Economy minister and ruling coalition presidential candidate Sergio Massa has assured that he will stay leading the portfolio until December 10 after being questioned over his double role as candidate and government official.
“During a storm, I hold on to the rudder,” he said. “The worst thing I could do is leave. I would greatly damage the Argentine economy.”
Speaking during a television interview, the minister pointed out: “We’re bringing stabilisation with the measures we’re taking and we’re going to take, all the difficult measures have already been taken.”
Argentina allowed its currency to weaken by more than 20 percent on official markets last Monday in anticipation of a market backlash to outsider libertarian economist Javier Milei’s upset primary election win.
The peso was trading at 365.50 per US dollar at the Banco Nación state bank by noon, compared to a close of 298.50 before the weekend.
The Central Bank moved to raise interest rates by 21 points to 118 percent to contain deposits in bank accounts and calm turmoil – its third big hike in five months. The monetary authority said the move would help cushion “exchange rate expectations, and minimise the price repercussions.”
“The IMF called for 100-percent devaluation. After that they stood their ground with 60-percent devaluation. Ultimately we agreed on 20-percent devaluation. Imagine if 20-percent devaluation generates this uncertainty, what would have happened if we had devalued by 100 percent… What will [opposition candidate Patricia] Bullrich do when she says she will lift currency restrictions, a 100-percent devaluation?” asked the Economy minister.
Measures on way
Despite the PASO results and after some days of silence, the government has boosted its support for Massa, who aspires to turn the election around in October and win the presidency.
The Frente Renovador leader is also preparing a battery of economic measures aimed at resolving the crisis caused by the devaluation, inflation and the run on the currency in recent days.
Apart from the provisional price agreements being negotiated by Customs director Guillermo Michel with tax breaks for companies heeding them, Massa is reserving the bulk of his announcements for after his return from Washington, the day after his meeting with the International Monetary Fund (IMF) scheduled for next week.

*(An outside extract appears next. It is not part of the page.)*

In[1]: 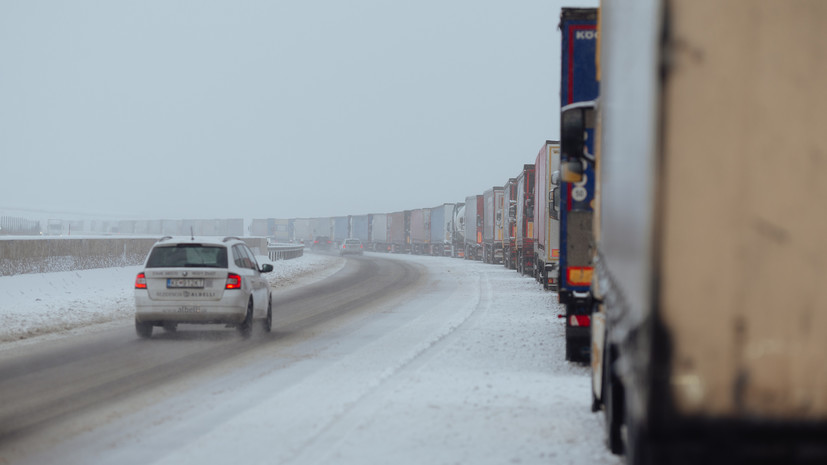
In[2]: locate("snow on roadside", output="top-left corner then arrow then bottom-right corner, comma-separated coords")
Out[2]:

“We’ll await the return from Washington with the reimbursement in the bag to announce the stiffest measures,” revealed a government source with a Casa Rosada office while avoiding further details.
Among the possible measures to face the economic crisis would be a fixed sum (pushed by Kirchnerism) and increases for family benefits and pensions.
After the PASO, Massa explained that “the most difficult measures have already been taken”, in reference to raising the official exchange rate to 350 pesos per dollar, promising that “stabilisation would now follow.”
“We’re turning the corner to return with greater intensity,” a source told Bloomberg last Tuesday to explain the silence of the ruling coalition.
The entourage of President Alberto Fernández, who steered clear of the electoral campaign, assured that there is permanent contact with Massa, denying any early exit from the Ministry. They further revealed that in recent days the president has cancelled his appointments, considering that in the current context of the country “he could not be doing any old activity.”
On Thursday the “blue” dollar retreated from its surge earlier this week, falling 20 pesos to 760 after reaching a peak of 795 pesos in midweek, 150 pesos ahead of pre-PASO levels. The gap between official and parallel exchange rates remained in three digits at 115.7 percent.
Peso to devalue 70%?
For the peso, the worst is yet to come, according to Bank of America Corp strategists.
The official exchange rate will weaken to 545 per dollar by the end of this year and then slump to 1,193 by the end of 2024, as the bank’s strategists expect the winner of the country’s presidential elections to further devalue the peso starting in December.
“The FX market will remain under pressure,” said strategists including Sebastian Rondeau, Jane Brauer and David Hauner. “We expect further devaluation ahead.”
They pointed to increasing political uncertainty, pressure on inflation ahead of October’s general elections, the impact of drought on exports and currency reserves in negative territory.